La pauvreté ne se résume pas, selon l’Organisation des Nations Unies (Onu), à l’insuffisance de revenus et de ressources pour assurer des moyens de subsistance durables. Ses manifestations comprennent la faim et la malnutrition, l’accès limité à l’éducation et aux autres services de base, la discrimination et l’exclusion sociales ainsi que le manque de participation à la prise de décisions. La croissance économique doit être partagée pour créer des emplois durables et promouvoir l’égalité.

Pour aider à la résolution de ce problème, dans de nombreuses localités du pays, des projets ont donc été portés par le programme le programme Art Gold-Gabon au bénéfice des populations. Dans le département d’Omboué à Etimboué, par exemple, la population, vivant exclusivement de la pêche, ne disposait pas vraiment d’autres activités : pas d’industrie dans cette zone et quasi-impossibilité de pratiquer l’agriculture, du fait de la permanence du conflit homme-faune. La pêche restant leur seule activité, les habitants ne savaient que faire de l’excédent de leurs produits halieutiques.

Aujourd’hui, avec la création d’une conserverie, des espoirs et des emplois sont nés dans la localité. Cette unité, fruit du projet Art-Gold Gabon, leur permet de conserver le poisson, le fumer, le saler et de le vendre. Une réelle source de revenus a ainsi été créée. «Une telle structure pour la population est un réel soulagement», a laissé entendre l’une des vice-présidentes du Conseil départemental d’Etimboué, Marie-Yvonne Omanda Ronary.

«Nous sommes restés trop longtemps dans le tourment. Nous ne savions pas quoi faire du poisson pêché dans la lagune par défaut de conservation. Mais Dieu a exaucé nos vœux avec la mise en place de cette structure», a appuyé l’un des bénéficiaires de la conserverie implantée par le programme dénommé «Art Gold-Gabon avant que le Chef du regroupement de villages d’Idjemba, Jean-Claude Ronary, ne lui emboite le pas pour exprimer la fierté de cette petite agglomération. «Nous en sommes fiers. Et la main dans la main, nous allons réfléchir pour que cette affaire demeure le plus longtemps possible».

D’autres réalisations à caractère socio-économique, à l’instar du marché transfrontalier d’Assock-Medzeng dans le Nord du Gabon, sont l’exemple de la volonté de ces populations à œuvrer pour une prise en charge individuelle et communautaire. Ce, d’autant plus que cette structure permet de répondre à la problématique de sécurité alimentaire pour les riverains, tout comme elle offre aux riverains de meilleurs possibilités de s’autonomiser en s’investissant dans le commerce.

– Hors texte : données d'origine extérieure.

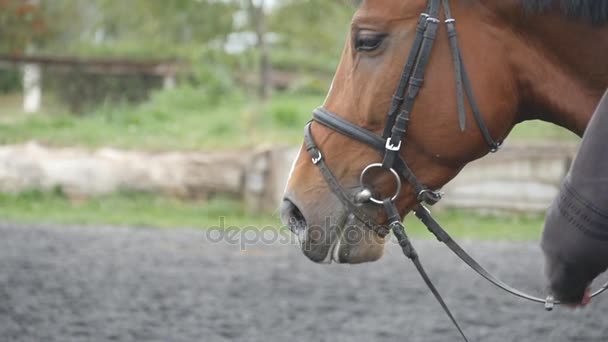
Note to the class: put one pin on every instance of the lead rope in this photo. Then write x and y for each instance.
(443, 236)
(398, 229)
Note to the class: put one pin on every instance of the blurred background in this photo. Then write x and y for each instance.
(190, 110)
(130, 131)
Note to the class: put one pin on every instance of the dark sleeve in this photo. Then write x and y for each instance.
(575, 236)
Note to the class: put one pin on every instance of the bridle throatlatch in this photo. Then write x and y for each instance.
(390, 146)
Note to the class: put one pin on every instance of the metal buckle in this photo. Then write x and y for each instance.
(389, 145)
(496, 148)
(549, 303)
(318, 158)
(392, 171)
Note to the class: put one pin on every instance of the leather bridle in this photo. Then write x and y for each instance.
(390, 144)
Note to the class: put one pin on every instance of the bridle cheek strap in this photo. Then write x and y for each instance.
(347, 128)
(390, 146)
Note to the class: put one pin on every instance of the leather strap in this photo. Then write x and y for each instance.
(334, 185)
(442, 235)
(409, 251)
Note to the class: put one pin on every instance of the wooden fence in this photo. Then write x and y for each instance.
(519, 178)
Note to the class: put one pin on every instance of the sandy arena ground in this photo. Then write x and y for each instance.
(118, 284)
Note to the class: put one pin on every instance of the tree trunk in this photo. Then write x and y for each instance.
(258, 20)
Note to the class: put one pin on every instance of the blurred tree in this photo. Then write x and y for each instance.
(257, 20)
(313, 30)
(21, 23)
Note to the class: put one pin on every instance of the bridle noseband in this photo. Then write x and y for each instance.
(390, 145)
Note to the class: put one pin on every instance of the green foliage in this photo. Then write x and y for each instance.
(313, 34)
(183, 118)
(82, 92)
(163, 212)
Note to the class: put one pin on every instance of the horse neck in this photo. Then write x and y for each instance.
(561, 68)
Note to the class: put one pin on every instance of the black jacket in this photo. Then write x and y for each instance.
(575, 236)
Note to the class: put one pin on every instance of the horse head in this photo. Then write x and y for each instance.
(445, 127)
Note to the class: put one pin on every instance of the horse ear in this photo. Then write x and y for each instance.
(575, 236)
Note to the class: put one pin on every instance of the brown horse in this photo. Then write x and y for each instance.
(533, 59)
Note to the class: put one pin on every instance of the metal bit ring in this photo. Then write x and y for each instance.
(392, 171)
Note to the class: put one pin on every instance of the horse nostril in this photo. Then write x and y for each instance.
(292, 217)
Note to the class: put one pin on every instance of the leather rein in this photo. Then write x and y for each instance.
(390, 143)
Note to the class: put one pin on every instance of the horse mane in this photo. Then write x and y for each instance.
(593, 11)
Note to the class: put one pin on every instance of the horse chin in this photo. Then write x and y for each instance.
(350, 243)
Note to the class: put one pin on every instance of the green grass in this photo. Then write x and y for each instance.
(539, 130)
(180, 119)
(126, 209)
(186, 119)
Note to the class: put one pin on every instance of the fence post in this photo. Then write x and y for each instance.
(32, 88)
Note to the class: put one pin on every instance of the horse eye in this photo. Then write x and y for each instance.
(368, 41)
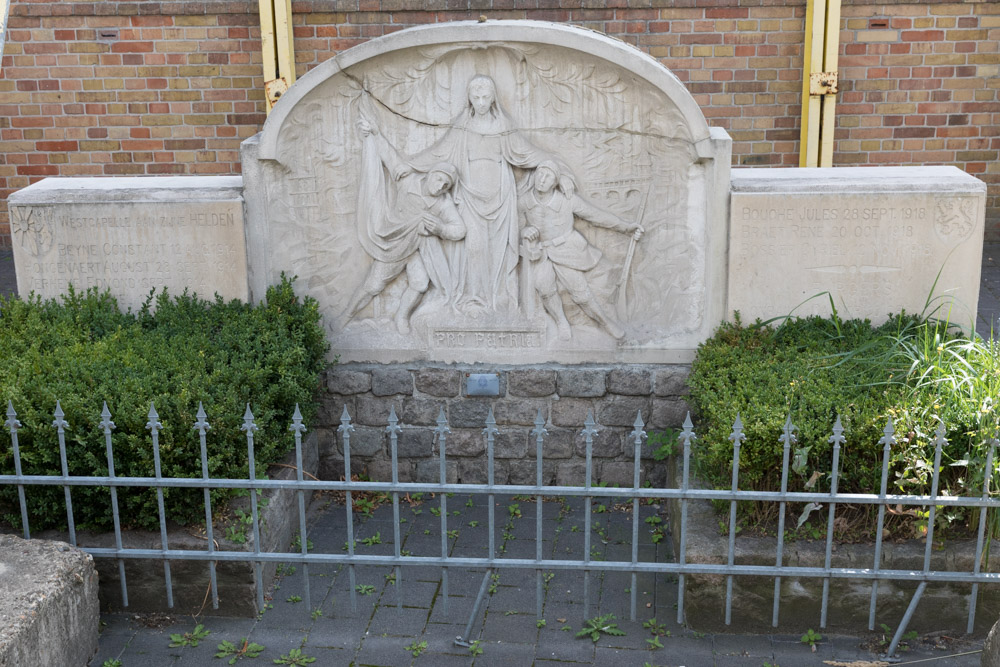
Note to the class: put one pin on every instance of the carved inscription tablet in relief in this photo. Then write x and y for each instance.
(65, 236)
(505, 200)
(875, 239)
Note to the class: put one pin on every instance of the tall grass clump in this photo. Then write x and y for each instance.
(82, 350)
(919, 371)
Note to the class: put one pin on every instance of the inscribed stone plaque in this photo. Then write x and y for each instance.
(131, 236)
(874, 238)
(499, 192)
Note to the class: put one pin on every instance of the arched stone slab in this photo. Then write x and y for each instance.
(434, 226)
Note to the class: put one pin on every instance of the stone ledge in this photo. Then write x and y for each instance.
(48, 612)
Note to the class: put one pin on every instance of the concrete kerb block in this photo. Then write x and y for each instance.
(49, 612)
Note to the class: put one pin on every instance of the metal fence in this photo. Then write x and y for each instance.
(684, 494)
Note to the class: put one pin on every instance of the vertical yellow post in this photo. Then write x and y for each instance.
(285, 41)
(277, 47)
(812, 63)
(4, 9)
(828, 114)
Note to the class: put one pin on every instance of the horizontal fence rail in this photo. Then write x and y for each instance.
(398, 560)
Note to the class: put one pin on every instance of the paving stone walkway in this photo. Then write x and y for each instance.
(420, 632)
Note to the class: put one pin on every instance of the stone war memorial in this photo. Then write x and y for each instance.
(517, 216)
(531, 201)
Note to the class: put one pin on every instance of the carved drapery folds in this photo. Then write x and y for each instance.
(496, 194)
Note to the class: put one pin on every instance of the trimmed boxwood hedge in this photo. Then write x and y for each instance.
(82, 350)
(920, 372)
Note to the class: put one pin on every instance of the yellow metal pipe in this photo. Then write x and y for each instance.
(267, 47)
(828, 122)
(812, 63)
(4, 12)
(277, 48)
(286, 42)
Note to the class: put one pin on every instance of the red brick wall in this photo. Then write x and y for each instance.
(172, 87)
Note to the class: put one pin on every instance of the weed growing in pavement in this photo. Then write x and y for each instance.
(598, 625)
(416, 648)
(295, 657)
(238, 651)
(189, 638)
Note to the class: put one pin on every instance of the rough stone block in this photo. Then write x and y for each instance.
(380, 470)
(672, 381)
(465, 442)
(581, 383)
(49, 610)
(519, 411)
(532, 382)
(392, 381)
(416, 443)
(374, 411)
(607, 444)
(421, 411)
(622, 410)
(365, 441)
(571, 474)
(511, 444)
(668, 413)
(630, 381)
(571, 412)
(439, 382)
(471, 472)
(468, 413)
(523, 472)
(346, 381)
(558, 444)
(617, 473)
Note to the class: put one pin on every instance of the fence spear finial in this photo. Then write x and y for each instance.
(837, 439)
(59, 422)
(345, 422)
(539, 429)
(106, 422)
(297, 424)
(248, 425)
(201, 425)
(638, 434)
(12, 423)
(491, 424)
(589, 425)
(153, 424)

«Nous qui n’avons plus de force et l’habitude d’aller très loin, nous sommes contents d’avoir notre marché», indique une octogénaire pratiquant la petite agriculture et s’estimant désormais heureuse de pouvoir vendre le reste de sa production dans le marché ouvert dans la localité. Ici, les commerçants venant du Tchad, du Cameroun, de la Guinée Equatoriale et du Gabon vaquent sereinement à leurs occupations, dans un espace favorisant également l’intégration sous régionale. Avec les actions du PNUD, l’autonomisation des populations, par l’appui au financement et à la gestion des activités génératrices de revenus, a permis dans les localités où le programme s’est déployé de lutter avec efficience contre l’extrême pauvreté.